Them Crooked Vultures line-up consists of three significant artists in slightly different areas of rock: Led Zeppelin bassist John Paul Jones; Foo Fighters front man/Nirvana drummer Dave Grohl on drums; Queens of the Stone Age guitarist/singer Josh Homme fronting the band. The result is heavy, pounding rock that hints at the bands roots without ever stealing from them.
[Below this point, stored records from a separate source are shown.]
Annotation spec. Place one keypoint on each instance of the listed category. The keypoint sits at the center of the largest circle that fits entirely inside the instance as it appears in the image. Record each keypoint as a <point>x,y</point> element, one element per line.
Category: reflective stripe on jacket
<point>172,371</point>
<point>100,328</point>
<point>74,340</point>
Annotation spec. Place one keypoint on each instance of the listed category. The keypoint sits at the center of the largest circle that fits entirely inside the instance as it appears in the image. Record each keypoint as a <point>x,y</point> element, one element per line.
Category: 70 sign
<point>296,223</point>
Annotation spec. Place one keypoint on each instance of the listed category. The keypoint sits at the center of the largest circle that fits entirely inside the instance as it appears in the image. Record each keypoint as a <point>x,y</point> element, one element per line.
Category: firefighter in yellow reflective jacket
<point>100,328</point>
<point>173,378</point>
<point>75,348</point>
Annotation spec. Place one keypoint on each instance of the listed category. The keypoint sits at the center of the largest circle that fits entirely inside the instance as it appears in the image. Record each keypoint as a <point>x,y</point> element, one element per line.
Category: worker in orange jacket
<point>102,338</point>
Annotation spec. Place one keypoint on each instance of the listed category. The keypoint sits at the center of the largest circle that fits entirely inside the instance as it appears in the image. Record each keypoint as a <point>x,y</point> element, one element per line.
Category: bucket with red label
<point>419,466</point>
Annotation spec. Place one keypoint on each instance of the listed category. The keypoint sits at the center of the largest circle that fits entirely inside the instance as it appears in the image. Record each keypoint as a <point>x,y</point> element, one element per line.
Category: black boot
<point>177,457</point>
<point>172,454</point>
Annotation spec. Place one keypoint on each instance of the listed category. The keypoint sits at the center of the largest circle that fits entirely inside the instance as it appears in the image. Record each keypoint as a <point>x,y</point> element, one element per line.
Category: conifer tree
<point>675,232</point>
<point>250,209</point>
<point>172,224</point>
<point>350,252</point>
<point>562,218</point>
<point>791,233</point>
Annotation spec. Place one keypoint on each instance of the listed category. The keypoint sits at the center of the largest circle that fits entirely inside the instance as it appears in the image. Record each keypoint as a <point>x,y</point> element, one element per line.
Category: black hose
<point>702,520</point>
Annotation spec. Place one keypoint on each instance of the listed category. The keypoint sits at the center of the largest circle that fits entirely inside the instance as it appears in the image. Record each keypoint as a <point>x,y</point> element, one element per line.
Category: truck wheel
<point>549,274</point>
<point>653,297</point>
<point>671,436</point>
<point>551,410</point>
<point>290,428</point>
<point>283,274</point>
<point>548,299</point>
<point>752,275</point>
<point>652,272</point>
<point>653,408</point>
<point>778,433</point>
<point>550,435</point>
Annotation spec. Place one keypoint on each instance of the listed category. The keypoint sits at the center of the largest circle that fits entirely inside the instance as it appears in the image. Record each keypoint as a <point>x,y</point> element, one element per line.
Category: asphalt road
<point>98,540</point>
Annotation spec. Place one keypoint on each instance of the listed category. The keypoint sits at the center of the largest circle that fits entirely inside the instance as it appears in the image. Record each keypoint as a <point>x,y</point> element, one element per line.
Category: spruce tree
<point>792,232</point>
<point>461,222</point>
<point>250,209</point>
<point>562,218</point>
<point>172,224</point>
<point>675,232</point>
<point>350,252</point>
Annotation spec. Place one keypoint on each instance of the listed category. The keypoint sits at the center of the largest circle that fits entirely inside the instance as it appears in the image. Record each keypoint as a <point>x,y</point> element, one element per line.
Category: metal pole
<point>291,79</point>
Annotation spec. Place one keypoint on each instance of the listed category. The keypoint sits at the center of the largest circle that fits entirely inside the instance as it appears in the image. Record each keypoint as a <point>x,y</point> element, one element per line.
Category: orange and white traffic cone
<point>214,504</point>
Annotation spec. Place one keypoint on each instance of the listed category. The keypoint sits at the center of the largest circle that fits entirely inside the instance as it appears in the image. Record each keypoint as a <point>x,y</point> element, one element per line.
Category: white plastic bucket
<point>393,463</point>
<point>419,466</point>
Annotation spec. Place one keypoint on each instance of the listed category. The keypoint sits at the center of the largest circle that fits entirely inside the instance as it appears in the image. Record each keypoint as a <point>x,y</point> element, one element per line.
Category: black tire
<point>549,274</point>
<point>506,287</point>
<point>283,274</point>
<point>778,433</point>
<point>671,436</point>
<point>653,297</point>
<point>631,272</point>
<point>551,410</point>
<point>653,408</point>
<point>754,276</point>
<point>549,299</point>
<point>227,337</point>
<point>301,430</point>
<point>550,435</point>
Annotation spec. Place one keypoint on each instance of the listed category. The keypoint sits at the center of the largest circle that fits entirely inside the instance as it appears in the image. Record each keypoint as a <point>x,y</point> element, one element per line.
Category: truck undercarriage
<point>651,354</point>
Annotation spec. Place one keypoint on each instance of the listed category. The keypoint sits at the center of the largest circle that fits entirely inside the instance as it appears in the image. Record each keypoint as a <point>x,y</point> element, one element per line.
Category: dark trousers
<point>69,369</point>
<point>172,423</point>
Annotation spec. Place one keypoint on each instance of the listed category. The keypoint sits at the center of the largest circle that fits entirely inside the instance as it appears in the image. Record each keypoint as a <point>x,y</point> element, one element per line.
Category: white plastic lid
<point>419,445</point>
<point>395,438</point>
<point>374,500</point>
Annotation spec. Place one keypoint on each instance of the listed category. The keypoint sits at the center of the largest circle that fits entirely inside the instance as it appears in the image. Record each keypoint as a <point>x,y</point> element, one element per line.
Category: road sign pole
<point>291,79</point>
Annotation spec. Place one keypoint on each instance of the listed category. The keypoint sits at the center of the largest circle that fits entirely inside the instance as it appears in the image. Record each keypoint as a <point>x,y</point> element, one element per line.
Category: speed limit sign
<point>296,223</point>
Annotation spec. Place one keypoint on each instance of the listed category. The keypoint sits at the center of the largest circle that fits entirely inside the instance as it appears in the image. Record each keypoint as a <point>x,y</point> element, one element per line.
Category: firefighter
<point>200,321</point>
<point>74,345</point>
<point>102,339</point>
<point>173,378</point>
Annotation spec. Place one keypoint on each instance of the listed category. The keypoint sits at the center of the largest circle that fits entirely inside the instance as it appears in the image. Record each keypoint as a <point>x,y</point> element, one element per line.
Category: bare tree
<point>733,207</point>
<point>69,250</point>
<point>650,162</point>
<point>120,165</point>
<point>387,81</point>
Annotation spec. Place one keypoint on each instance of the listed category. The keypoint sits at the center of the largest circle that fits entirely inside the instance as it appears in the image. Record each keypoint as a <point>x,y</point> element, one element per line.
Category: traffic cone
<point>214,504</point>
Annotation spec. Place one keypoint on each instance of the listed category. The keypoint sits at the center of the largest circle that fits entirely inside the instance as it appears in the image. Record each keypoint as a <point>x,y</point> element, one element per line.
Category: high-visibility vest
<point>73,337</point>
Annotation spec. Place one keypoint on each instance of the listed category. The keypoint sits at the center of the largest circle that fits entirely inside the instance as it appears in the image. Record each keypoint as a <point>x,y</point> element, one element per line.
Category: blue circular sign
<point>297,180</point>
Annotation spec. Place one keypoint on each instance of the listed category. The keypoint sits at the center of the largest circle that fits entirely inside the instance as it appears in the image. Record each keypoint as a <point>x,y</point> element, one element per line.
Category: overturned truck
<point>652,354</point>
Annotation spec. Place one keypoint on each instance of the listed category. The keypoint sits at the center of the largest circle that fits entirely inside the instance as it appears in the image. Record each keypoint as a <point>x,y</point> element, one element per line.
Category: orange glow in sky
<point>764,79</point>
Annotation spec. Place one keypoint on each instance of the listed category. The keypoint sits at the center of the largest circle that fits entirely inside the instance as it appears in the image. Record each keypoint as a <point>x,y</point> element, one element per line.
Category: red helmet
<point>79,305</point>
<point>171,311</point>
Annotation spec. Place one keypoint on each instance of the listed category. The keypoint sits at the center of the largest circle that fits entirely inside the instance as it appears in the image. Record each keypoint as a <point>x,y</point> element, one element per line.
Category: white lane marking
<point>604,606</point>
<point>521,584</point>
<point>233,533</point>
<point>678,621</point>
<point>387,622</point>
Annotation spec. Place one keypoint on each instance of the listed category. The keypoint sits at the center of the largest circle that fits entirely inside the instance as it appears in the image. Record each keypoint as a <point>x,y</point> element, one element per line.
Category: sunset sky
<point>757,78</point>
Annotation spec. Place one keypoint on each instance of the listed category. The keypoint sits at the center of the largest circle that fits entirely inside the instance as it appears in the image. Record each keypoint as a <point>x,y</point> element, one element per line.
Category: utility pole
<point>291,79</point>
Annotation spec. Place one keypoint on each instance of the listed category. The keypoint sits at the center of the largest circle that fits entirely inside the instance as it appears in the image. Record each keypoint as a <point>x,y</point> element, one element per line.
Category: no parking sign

During the pre-release live shows Them Crooked Vultures have performed, drummer Grohl has aped his Foo Fighter drummer Tyler Hawkins, with a drumming style that can best be described as bombarding. Constantly in motion, the drumming doesn’t let up. On recording, however, Grohl displays a much more restrained drum style, preferring to stick with the groove, and let the song shine. It is both effective and enhances the music. On the other hand a band fronted by the singer/guitarist from one band is bound to have similarities between the bands. This happens less frequently than you would expect with Queens of the Stone Age/Crooked Vultures front man Homme. Of course it has hints of Queens, as lead singer that’s inevitable. But the risk is always that such a band as Them Crooked Vultures will be an extension of what the front man has always done, and the risk has been nicely avoided here.
Another risk posed by this grouping is that Them Crooked Vultures would become karaoke Led Zeppelin, with Homme having a perennial turn at the microphone. Dave Grohl is an avowed John Bonham fan, and teaming him up on drums with Bonhams rhythm mate Jones, the risk is real that Homme would be playing guitar and singing over an unmistakably Zeppelin back beat. This rap is, too, nicely avoided. Sure, Jones pulls out the clavinet and vamps Trampled Underfoot during Scumbag Blues, the effect is, however, subtle and in the background. In fact, the song borrows far more from Cream than any other known influence. Jones really noticeable creative contribution to this effort is in the arrangement. The songs, almost without fail, twist and turn, bridges with no connection to the song, Codas from left field, time changes, all staples of the Led Zeppelin catalogue, and common through this disk.
If we’re comparing Them Crooked Vultures to Led Zeppelin, however, it should also be noted to the negative that what Them Crooked Vultures lacks is some of Jimmy Page’s famous, “light and shade.” There are few respites from the very heavy, grinding hard edges rock music. No ballads, no light spots outside of psychedelic 60’s tinged Interlude with Ludes, that sounds like a reject from Jones days producing Sunshine Superman, a brass band coda on Mind Eraser no Chaser, a Bontemi Organ ending to Caligulove, and the piano intro to Spinning in Daffodils. The otherwise lack of breathing space may be the bands weakest spot.
It’s strength? The songs. A constant array of solid blues based rockers, including the opening single, the eminently catchy New Fang, No One Loves Me and Neither Do I, The Bowie meets Hendrix Mind Eraser, No Chaser, Elephants, Bandoliers and the aforementioned Scumbag Blues. All superior songs that more than compensate for a few weaker numbers towards disks end.
Being a fan of earlier rock and roll, I like to play a game with new CDs that come out. I trim the song line-up down to 8 or 9 songs - 40-45 minutes of music - as an LP would have been in the 70’s. It offers a fairer comparison between a newer CD and an older album, where much of the excess that makes it to a CD would get cut in mastering. Here’s what I get
No One Loves Me
Mind Eraser No Chaser
Warsaw or The First Breath You Take
That’s an album that belongs in my collection. Two sides of great music that blend together into a nice whole. A great album. As it is, Them Crooked Vultures is one of the best albums in a long time, strong songs played with extremely high musicianship in an album of unapologetic rock. What more where you looking for?